Full Moon Reflection 1: “In every corner of my soul …

“there is an altar to a different god,” wrote the Portuguese poet Fernando Pessoa (1888-1935).  Perhaps that’s some explanation for the often mercurial quality of being this strange thing we call the self, ourselves.  We can’t easily know who we are for the simple reason that (often, at least) we aren’t just one thing — we consist of multiple selves.  We’re not individuals so much as hives of all our pasts buzzing around together.  Whether you subscribe to the reality of past lives or see it as a possibly useful metaphor, we’re the sum of all we’ve ever been, and that’s a lot of being.  And with past lives (or the often active impulses to make alternate lives for ourselves within this one through the dangerous but tempting choices we face) we’ve known ourselves as thieves and priests, saints and villains, women and men, victims and aggressors, ordinary and extraordinary.  When we’ve finally done it all, we’re ready to graduate, as a fully-experienced self, a composite unified after much struggle and suffering and delight.  All of us, then, are still in school, the school of self-making.
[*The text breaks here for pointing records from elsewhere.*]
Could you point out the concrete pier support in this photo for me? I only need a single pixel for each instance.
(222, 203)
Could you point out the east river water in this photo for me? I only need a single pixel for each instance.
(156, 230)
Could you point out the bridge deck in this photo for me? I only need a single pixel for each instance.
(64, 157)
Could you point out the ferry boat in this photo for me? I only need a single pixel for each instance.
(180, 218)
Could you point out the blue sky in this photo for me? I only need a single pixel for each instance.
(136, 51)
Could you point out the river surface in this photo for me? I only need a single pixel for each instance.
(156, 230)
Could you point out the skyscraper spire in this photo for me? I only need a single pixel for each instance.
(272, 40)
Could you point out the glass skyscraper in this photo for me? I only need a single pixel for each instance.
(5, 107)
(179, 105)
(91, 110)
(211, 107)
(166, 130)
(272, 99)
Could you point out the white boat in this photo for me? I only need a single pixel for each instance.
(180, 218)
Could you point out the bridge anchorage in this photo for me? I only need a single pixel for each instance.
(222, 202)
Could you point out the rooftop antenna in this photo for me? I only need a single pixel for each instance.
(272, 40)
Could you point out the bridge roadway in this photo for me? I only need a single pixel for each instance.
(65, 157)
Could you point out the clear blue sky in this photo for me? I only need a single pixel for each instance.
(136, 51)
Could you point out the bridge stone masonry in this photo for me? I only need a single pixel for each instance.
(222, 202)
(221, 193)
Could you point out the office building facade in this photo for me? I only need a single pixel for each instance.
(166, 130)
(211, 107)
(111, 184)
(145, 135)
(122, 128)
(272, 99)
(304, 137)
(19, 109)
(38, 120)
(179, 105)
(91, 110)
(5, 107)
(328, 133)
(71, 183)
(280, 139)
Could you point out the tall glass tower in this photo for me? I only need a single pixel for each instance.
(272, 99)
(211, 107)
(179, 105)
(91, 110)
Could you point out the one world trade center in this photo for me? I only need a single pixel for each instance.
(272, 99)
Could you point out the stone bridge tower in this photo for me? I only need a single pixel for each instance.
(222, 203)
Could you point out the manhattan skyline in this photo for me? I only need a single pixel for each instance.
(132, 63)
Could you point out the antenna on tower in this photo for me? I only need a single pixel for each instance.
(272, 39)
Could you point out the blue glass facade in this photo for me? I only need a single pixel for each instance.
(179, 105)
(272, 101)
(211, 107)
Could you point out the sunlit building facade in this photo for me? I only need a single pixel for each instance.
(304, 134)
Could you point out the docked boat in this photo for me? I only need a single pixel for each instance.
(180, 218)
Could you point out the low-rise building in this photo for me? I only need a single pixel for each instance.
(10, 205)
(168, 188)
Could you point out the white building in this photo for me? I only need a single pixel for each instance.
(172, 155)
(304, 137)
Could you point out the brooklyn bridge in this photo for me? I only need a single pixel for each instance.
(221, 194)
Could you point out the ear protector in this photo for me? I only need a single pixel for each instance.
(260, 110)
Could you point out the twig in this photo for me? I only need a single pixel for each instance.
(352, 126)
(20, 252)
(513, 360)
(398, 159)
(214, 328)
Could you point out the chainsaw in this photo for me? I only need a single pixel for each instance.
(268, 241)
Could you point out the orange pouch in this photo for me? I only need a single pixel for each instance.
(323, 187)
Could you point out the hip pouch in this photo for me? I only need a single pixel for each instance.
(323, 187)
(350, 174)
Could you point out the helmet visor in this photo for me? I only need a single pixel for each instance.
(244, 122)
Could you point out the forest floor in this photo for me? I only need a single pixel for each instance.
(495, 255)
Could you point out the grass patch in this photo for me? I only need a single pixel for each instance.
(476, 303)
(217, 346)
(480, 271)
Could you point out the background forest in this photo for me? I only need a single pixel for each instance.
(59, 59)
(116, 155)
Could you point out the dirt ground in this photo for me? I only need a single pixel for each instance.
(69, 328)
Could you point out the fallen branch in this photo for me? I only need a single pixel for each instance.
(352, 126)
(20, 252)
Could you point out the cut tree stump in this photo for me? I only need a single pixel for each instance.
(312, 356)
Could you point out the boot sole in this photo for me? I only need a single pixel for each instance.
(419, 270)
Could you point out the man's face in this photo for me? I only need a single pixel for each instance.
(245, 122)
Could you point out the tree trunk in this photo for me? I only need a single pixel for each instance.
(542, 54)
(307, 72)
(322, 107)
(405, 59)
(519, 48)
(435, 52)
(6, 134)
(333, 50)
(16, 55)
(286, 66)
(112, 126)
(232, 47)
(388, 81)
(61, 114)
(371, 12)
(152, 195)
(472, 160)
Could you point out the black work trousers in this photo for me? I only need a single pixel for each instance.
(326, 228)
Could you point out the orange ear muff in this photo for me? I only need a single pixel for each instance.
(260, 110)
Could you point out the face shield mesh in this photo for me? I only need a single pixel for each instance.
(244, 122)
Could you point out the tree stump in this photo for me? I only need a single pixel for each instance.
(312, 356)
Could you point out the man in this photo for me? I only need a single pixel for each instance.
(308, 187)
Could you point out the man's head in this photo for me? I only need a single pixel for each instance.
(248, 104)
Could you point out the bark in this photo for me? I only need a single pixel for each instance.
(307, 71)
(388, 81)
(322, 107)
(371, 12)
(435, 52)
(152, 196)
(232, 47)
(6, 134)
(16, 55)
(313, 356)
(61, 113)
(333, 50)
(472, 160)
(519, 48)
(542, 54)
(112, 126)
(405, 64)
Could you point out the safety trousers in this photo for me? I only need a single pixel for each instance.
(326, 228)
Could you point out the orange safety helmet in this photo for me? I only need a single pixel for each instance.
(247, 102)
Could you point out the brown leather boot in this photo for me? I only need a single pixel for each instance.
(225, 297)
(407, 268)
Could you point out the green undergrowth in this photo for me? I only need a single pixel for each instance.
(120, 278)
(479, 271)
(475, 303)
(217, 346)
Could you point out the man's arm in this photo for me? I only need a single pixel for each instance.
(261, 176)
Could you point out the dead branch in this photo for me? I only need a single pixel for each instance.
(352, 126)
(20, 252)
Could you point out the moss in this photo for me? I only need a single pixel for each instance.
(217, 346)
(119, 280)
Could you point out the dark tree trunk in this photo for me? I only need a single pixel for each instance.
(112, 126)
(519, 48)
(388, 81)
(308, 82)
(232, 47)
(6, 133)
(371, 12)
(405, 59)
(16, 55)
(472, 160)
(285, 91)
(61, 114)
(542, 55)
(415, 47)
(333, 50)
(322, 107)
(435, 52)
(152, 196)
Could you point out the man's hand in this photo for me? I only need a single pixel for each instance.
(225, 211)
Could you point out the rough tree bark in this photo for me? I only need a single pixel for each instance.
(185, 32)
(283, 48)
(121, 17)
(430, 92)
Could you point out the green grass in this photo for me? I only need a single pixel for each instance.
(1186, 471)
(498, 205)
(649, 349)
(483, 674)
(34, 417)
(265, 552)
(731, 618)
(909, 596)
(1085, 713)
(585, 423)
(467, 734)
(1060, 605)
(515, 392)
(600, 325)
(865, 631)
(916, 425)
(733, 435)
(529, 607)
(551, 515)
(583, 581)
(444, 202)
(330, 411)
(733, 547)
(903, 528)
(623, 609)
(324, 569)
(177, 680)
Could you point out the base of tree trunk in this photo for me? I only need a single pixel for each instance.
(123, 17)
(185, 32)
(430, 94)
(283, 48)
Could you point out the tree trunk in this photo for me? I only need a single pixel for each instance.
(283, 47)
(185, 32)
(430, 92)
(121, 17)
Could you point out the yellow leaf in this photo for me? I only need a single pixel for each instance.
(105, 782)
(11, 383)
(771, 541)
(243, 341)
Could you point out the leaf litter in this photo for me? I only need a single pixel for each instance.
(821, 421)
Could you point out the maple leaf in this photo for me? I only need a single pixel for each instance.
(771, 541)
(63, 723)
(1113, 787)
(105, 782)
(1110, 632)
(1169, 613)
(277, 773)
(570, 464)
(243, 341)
Doesn’t it just feel like that, some days at least?!  Even only as a metaphor, it can offer potent insight.  The Great Work or magnum opus of magic, seen from such a perspective, is nothing more or less than to integrate this cluster of selves, bang and drag and cajole all the fragments into some kind of coherence, and make of the whole a new thing fit for service, because that’s what we’re best at, once we’ve assembled ourselves into a truly workable self:  to give back to life, to serve an ideal larger than our own momentary whims and wishes, and in the giving, to find — paradoxically — our best and deepest fulfillment.  “He who loses himself will find it gain,” said a Wise One with a recent birthday we may have noticed.  We all learn the hard way, for the most part, because it’s the most profound learning.  Certainly it sticks in a way that most book learning alone does not.